Seperti yang kita tahu, panas adalah salah satu musuh utama saat mengisi daya sebuah perangkat, terutama untuk yang mendukung teknologi fast charging. Sadar akan masalah ini, Qualcomm meluncurkan update untuk standar fast chargingnya dengan meluncurkan Quick Charge 5+. Di versi terbaru ini, Qualcomm sedikit mengubah besarnya tegangan dan arus yang masuk ke dalam smartphone agar tidak menghasilkan panas berlebih.
Quick Charge 5+ Gunakan Tegangan Lebih Rendah Dan Arus Lebih Tinggi
Qualcomm menyebut kalau protokol charging yang masih menggunakan arus lebih kecil akan menghasilkan panas lebih banyak dan efisiensi yang lebih rendah pada perangkat yang sedang diisi dayanya.
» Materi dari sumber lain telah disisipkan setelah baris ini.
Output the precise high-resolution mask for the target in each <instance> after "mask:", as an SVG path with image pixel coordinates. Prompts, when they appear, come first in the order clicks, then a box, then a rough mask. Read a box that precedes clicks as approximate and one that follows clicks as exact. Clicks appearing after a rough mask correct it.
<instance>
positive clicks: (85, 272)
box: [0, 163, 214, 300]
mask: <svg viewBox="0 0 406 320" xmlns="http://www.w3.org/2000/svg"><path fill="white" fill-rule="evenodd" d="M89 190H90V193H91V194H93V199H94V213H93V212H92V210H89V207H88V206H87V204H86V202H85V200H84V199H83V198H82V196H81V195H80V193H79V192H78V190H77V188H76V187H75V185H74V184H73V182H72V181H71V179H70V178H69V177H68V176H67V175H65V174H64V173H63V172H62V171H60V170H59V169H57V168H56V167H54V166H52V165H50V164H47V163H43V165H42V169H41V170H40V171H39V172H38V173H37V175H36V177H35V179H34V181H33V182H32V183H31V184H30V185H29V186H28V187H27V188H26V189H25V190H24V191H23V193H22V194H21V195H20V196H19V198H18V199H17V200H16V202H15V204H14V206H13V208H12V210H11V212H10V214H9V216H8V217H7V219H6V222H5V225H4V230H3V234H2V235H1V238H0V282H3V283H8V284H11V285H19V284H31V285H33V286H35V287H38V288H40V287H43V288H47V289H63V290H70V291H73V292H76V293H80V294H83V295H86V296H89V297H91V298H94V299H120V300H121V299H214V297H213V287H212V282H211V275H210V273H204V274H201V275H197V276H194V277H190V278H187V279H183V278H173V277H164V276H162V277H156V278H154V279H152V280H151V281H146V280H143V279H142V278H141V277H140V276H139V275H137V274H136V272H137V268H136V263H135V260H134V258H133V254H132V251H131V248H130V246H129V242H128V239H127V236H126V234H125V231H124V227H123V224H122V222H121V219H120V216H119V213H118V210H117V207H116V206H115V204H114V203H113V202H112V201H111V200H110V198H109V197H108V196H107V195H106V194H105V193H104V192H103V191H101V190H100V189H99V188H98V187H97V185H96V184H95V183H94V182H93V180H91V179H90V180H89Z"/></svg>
Quick Charge 5+ menggunakan tegangan lebih rendah dengan arus lebih tinggi yang diklaim bisa membuat suhu perangkat yang sedang diisi dayanya jadi lebih rendah. Qualcomm mengklaim kalau cara ini bisa mempertahankan kecepatan charging di kemampuan maksimalnya dalam waktu yang lebih lama.
Untuk kecepatan chargingnya, protokol charging terbaru dari Qualcomm ini mendukung sampai 140 W di 20 V / 7 A. Sebagai gambaran, dengan daya 100 W, smartphone dengan baterai 4500 mAh bisa terisi dari kosong sampai 50 persen hanya dalam waktu 5 menit. Selain kecepatan charging yang meningkat dengan suhu lebih rendah, QC5+ juga tetap kompatibel dengan protokol Quick Charge versi sebelumnya dan perangkat yang mendukung protokol USB PD-PPS. Kabarnya, berbagai perangkat dengan dukungan Quick Charge 5+ akan diumumkan di ajang Snapdragon Summit 2025 tanggal 23 – 25 September 2025.

Kalau kecepatan charging smartphone saat ini sudah bisa sampai 140 W, kira-kira berapa ya kecepatan charging di masa yang akan datang?